Sweden’s Camilla Lennarth, another big name in the field, said: “Playing golf in front of new fans is the best way to expand the game and hopefully we will inspire more girls to pick up a golf club and get involved in our great sport.”

A field of 108 female professionals will contest the $1 million prize fund, one of the richest prizes on the recently expanded LET calendar. Players from across the golfing globe will tee off in the Kingdom for the watershed tournament.

I am pleased to be part of the first Saudi Ladies International as they look to make golfing history in the country.

Georgia Hall, English golf star

Among the big names are Thai teenage sensation Atthaya Thitikul, a two-time winner on the women’s tour at just 17 years of age, as well as experienced South African star Lee-Anne Pace, who has 12 worldwide victories to her name.

Order of Merit winner Beth Allen, three-time LET winner Carly Booth and Solheim Cup winner Azahara Munoz are other leading players lining up for the tournament.

“Hosting another prestigious Championship in Saudi Arabia adds to an exciting golf calendar for fans in the region.
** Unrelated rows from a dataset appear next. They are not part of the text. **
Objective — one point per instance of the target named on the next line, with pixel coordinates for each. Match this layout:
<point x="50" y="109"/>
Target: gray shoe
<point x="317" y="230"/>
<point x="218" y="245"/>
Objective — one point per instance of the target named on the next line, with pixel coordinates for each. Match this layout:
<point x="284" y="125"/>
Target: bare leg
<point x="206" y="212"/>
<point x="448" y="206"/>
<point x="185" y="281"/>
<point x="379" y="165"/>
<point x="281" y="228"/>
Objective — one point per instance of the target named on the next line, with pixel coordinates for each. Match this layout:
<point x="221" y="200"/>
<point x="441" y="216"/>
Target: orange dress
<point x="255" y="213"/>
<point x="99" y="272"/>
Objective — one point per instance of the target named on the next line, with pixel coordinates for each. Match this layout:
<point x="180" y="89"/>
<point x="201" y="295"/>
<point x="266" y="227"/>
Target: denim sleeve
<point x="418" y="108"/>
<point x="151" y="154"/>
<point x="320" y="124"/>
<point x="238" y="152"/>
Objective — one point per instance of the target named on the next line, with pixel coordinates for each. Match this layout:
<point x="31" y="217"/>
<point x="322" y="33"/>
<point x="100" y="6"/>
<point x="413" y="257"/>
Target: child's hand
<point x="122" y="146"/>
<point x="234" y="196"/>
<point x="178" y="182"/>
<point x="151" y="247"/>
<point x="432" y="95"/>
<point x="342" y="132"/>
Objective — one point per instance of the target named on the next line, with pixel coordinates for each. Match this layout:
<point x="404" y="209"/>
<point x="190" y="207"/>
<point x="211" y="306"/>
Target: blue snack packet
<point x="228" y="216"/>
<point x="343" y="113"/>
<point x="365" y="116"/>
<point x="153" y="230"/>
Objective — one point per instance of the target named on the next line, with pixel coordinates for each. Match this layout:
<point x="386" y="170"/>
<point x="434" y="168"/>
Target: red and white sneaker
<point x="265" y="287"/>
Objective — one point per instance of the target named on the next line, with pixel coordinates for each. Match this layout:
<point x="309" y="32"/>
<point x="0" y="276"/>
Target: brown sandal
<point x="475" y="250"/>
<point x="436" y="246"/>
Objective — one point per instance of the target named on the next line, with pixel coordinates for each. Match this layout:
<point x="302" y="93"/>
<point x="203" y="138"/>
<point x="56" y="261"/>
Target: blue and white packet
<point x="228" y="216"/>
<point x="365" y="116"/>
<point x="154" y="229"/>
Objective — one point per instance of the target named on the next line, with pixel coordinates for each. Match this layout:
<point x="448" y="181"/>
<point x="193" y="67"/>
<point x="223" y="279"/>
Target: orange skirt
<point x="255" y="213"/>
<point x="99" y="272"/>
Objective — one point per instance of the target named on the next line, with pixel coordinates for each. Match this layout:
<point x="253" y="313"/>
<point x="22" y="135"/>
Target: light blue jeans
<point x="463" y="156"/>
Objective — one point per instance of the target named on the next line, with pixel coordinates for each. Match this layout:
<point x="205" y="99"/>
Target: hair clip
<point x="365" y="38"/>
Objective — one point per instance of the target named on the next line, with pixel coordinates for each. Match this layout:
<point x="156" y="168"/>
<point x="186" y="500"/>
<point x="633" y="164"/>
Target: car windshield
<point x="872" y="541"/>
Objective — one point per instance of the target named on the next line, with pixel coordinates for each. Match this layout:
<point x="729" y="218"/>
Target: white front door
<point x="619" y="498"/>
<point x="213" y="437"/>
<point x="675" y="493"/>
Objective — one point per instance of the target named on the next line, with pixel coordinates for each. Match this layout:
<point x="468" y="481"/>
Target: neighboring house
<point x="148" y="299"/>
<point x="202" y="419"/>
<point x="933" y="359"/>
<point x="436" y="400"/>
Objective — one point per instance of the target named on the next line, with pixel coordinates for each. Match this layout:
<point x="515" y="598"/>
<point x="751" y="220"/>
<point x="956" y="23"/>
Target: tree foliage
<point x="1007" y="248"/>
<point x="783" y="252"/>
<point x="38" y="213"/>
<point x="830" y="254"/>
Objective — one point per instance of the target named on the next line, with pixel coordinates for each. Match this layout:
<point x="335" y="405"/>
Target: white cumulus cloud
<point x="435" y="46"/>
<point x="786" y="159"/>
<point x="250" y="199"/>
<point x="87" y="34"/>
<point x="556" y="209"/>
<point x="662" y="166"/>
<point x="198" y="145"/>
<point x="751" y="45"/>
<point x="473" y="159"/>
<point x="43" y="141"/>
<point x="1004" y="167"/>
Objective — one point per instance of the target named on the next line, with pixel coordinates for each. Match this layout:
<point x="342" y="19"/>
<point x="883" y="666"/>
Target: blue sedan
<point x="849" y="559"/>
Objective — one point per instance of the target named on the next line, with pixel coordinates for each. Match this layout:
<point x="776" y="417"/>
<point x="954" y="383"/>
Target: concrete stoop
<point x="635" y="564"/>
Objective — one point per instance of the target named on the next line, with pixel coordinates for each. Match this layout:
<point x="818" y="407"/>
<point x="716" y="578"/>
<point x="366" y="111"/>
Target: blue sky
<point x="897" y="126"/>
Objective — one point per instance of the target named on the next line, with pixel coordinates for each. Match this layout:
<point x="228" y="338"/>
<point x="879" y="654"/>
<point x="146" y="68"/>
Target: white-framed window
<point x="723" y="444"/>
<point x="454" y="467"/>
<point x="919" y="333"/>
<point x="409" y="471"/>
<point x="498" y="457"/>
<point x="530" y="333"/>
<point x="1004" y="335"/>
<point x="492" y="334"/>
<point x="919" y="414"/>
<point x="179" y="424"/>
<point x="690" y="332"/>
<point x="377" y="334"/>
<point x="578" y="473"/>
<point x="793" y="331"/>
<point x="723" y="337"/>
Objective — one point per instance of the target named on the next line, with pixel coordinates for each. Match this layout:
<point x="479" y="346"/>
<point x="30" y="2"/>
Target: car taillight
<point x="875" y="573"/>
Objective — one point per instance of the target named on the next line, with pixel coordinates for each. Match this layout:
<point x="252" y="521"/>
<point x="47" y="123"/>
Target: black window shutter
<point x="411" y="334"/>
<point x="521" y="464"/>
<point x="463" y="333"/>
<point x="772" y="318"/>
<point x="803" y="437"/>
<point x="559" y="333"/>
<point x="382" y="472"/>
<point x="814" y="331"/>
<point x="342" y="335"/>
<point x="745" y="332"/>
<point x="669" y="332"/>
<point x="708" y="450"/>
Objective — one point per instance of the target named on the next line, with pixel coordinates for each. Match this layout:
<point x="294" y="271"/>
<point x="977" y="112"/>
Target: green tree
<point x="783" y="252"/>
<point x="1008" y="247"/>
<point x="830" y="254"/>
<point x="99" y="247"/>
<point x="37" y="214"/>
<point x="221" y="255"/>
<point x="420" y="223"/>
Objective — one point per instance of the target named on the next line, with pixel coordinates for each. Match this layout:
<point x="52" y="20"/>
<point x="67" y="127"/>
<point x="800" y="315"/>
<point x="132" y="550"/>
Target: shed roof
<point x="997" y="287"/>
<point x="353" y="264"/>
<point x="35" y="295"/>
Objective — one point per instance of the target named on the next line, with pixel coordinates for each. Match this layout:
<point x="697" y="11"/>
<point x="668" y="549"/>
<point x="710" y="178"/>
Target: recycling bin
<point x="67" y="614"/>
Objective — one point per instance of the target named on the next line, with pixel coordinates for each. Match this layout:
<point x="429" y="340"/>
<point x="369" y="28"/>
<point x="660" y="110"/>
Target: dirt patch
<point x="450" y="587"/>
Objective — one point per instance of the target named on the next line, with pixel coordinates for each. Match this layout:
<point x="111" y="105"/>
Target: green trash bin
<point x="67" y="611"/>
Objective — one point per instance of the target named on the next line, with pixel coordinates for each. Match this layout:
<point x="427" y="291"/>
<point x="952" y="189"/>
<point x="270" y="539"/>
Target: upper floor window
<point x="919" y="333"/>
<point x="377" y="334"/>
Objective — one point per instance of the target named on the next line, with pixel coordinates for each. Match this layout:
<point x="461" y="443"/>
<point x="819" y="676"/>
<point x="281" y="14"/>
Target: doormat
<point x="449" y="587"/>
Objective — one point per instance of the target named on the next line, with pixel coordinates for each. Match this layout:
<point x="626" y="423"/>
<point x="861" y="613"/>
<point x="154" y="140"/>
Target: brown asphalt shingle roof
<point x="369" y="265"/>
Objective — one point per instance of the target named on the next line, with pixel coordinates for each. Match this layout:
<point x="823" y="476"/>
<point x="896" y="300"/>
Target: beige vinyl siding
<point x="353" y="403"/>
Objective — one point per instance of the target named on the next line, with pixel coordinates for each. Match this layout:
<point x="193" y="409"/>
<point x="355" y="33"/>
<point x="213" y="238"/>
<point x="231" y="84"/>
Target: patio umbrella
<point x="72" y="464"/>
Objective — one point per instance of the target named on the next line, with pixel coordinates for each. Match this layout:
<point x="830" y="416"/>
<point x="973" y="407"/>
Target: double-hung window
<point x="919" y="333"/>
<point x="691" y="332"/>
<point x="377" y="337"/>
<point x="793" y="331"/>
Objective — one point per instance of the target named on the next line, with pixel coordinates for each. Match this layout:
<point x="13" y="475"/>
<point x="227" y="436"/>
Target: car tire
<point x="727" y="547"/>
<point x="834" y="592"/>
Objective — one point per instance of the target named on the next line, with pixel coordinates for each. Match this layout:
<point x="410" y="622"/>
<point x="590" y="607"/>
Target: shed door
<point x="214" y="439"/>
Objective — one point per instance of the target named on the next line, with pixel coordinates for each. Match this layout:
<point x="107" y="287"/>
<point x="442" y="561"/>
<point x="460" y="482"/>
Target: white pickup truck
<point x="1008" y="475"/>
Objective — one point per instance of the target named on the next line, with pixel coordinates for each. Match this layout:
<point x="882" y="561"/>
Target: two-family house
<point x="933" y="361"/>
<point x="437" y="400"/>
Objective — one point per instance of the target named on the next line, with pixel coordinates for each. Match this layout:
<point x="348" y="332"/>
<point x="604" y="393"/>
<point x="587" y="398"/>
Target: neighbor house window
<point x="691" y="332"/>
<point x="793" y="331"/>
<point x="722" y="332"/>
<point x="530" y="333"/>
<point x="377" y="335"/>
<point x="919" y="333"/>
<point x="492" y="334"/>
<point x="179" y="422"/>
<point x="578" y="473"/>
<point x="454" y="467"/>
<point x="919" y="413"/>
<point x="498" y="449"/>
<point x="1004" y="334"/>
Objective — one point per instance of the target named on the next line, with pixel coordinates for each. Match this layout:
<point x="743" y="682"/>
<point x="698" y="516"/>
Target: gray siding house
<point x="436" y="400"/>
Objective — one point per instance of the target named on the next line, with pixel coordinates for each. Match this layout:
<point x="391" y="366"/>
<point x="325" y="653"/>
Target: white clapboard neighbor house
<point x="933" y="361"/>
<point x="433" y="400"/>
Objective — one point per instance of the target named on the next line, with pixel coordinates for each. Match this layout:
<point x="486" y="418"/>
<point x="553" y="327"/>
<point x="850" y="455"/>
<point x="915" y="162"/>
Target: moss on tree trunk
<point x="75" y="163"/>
With top female golfers from around the world coming to compete, it will be the first time we will see elite female golfers compete in the country,” said Yasir bin Othman Al-Rumayyan, chairman of Golf Saudi and the Saudi Golf Federation.

“The championship is open for everybody to attend throughout the four days and I encourage everybody to go along, watch world-class sport and enjoy the sport and entertainment on offer,” he added.

Royal Greens Golf and Country Club, which is set within KAEC, has had a busy start to 2020, already playing host to the European Tour’s Saudi International.

At last month’s second staging, Major champion Graeme McDowell came out on top, marking his first title on the European Tour since 2014 and pushing his world ranking from 104 to 47.